Von Anfang an ist der Weg zum Kampenwand-Gipfel als schwarz also schwer markiert, wovon sich aber niemand abschrecken lässt, doch dazu später mehr. Der Weg bis zur Steinlingalm ist einfach, nie extrem steil und ruhig (Orientierung Richtung Roßboden/ Sultensattel/ Steinlingalm). Viel Aussicht gibt es zunächst nicht, der Weg führt durch schattigen Wald, das einzige Geräusch sind die im bunten Laub raschelnden Füße.

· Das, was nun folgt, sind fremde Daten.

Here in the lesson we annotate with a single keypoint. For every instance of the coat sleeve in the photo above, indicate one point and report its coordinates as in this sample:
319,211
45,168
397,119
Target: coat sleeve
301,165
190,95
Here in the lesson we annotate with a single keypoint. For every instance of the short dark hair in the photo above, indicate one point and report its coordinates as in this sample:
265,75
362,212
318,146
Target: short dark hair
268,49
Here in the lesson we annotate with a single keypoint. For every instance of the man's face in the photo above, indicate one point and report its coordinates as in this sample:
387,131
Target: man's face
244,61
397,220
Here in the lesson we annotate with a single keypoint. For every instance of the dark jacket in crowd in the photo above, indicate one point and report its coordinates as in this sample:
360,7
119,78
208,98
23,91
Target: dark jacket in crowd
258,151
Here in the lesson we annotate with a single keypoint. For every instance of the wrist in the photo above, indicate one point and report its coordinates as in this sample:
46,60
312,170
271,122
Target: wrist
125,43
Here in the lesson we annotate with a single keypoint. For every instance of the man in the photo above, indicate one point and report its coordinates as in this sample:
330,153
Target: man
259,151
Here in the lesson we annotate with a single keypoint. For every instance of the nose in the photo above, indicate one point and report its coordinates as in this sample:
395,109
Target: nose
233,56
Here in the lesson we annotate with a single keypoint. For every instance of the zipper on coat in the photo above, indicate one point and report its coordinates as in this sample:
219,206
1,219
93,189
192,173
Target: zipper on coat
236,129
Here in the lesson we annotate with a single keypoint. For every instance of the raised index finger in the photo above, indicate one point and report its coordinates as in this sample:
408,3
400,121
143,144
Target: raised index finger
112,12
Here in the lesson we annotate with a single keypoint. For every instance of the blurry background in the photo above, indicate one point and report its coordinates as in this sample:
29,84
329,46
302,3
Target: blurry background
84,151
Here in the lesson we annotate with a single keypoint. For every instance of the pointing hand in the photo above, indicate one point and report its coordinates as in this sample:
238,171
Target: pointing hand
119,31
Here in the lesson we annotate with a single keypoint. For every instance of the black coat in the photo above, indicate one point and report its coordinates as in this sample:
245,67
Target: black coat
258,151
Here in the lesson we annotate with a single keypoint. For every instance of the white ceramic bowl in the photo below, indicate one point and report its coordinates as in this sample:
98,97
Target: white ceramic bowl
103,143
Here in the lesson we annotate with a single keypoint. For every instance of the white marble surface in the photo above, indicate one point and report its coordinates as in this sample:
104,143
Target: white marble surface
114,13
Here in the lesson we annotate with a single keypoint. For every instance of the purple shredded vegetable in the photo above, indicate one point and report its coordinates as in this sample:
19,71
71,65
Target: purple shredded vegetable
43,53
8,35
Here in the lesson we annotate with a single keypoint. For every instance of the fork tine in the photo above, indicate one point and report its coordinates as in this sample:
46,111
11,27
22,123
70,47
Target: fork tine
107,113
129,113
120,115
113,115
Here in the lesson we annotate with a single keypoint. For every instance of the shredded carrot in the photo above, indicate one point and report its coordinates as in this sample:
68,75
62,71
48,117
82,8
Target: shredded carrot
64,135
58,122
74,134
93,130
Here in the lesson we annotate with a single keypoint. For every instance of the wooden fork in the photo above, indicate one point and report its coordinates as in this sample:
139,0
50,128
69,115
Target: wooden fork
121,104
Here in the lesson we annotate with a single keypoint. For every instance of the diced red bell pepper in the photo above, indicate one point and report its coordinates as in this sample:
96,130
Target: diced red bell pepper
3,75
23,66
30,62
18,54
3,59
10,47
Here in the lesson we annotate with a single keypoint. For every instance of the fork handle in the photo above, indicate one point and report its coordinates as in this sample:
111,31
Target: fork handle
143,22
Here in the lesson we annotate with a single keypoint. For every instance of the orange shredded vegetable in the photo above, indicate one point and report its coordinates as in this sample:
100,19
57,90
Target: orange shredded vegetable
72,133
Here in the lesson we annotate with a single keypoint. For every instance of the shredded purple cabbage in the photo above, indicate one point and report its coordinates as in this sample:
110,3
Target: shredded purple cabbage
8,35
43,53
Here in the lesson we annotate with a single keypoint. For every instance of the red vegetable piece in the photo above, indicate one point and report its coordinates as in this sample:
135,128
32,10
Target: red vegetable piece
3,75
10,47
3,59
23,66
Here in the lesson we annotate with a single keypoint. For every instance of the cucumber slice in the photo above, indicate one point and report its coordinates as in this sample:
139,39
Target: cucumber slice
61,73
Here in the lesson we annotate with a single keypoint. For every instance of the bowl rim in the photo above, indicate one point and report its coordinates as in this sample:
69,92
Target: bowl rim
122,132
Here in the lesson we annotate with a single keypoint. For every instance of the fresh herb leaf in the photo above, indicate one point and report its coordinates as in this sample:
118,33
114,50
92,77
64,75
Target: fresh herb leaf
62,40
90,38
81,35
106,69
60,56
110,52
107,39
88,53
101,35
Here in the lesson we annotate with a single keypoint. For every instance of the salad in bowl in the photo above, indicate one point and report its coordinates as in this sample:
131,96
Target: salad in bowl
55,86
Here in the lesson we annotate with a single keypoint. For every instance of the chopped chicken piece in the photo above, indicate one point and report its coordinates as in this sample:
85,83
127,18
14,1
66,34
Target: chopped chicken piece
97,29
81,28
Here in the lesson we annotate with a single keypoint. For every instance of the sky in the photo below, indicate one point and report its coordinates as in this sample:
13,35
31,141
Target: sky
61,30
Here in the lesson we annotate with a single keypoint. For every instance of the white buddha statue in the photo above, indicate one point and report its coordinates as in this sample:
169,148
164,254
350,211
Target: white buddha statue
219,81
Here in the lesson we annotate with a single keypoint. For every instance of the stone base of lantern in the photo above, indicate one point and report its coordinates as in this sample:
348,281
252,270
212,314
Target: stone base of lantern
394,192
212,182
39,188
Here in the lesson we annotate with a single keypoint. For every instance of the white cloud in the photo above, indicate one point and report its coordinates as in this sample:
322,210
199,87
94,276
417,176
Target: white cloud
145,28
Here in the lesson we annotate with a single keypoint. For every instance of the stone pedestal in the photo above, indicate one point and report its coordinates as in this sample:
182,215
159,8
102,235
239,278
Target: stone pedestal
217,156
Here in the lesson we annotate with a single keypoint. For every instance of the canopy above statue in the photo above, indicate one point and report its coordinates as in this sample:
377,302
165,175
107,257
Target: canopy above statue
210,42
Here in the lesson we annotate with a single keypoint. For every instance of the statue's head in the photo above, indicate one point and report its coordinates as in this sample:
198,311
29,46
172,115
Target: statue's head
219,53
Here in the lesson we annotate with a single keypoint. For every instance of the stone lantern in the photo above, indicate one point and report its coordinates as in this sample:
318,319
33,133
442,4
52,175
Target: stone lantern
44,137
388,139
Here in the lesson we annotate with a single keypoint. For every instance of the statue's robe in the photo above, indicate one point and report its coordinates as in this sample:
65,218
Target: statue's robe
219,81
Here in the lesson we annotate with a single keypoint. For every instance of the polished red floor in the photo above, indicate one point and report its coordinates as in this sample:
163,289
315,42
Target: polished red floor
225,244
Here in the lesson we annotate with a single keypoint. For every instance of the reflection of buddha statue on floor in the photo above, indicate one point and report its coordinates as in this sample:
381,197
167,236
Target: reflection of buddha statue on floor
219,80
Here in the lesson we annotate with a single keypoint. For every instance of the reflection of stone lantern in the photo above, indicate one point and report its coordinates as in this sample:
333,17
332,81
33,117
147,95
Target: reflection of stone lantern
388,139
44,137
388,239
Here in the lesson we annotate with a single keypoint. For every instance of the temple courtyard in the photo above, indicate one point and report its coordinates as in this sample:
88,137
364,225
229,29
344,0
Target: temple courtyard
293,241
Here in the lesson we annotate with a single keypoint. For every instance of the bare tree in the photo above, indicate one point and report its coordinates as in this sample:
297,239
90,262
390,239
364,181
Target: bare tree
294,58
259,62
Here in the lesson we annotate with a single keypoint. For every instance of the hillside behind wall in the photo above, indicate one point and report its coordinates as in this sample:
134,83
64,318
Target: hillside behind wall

Nach etwa 1h endet der Wald, mit jedem Schritt wird die Sicht nun herrlicher, geradeaus auf die Kampenwand, oben auf ein ständig wechselndes Wolkenschauspiel, nach Osten die Chiemgauer Hochplatte, Hochfelln und Hochgern, Watzmann und Loferer Steinberge usw usw.
Fast eben geht der Weg für eine Weile, zur Steinlingalm hin kommen noch ein paar Höhenmeter hinzu. Die Alm auf 1.473m liegt noch völlig im Schatten der Kampenwand, von der Bergstation der Seilbahn (Talstation in Aschau im Chiemgau) kommen vereinzelte Spaziergänger geschlendert.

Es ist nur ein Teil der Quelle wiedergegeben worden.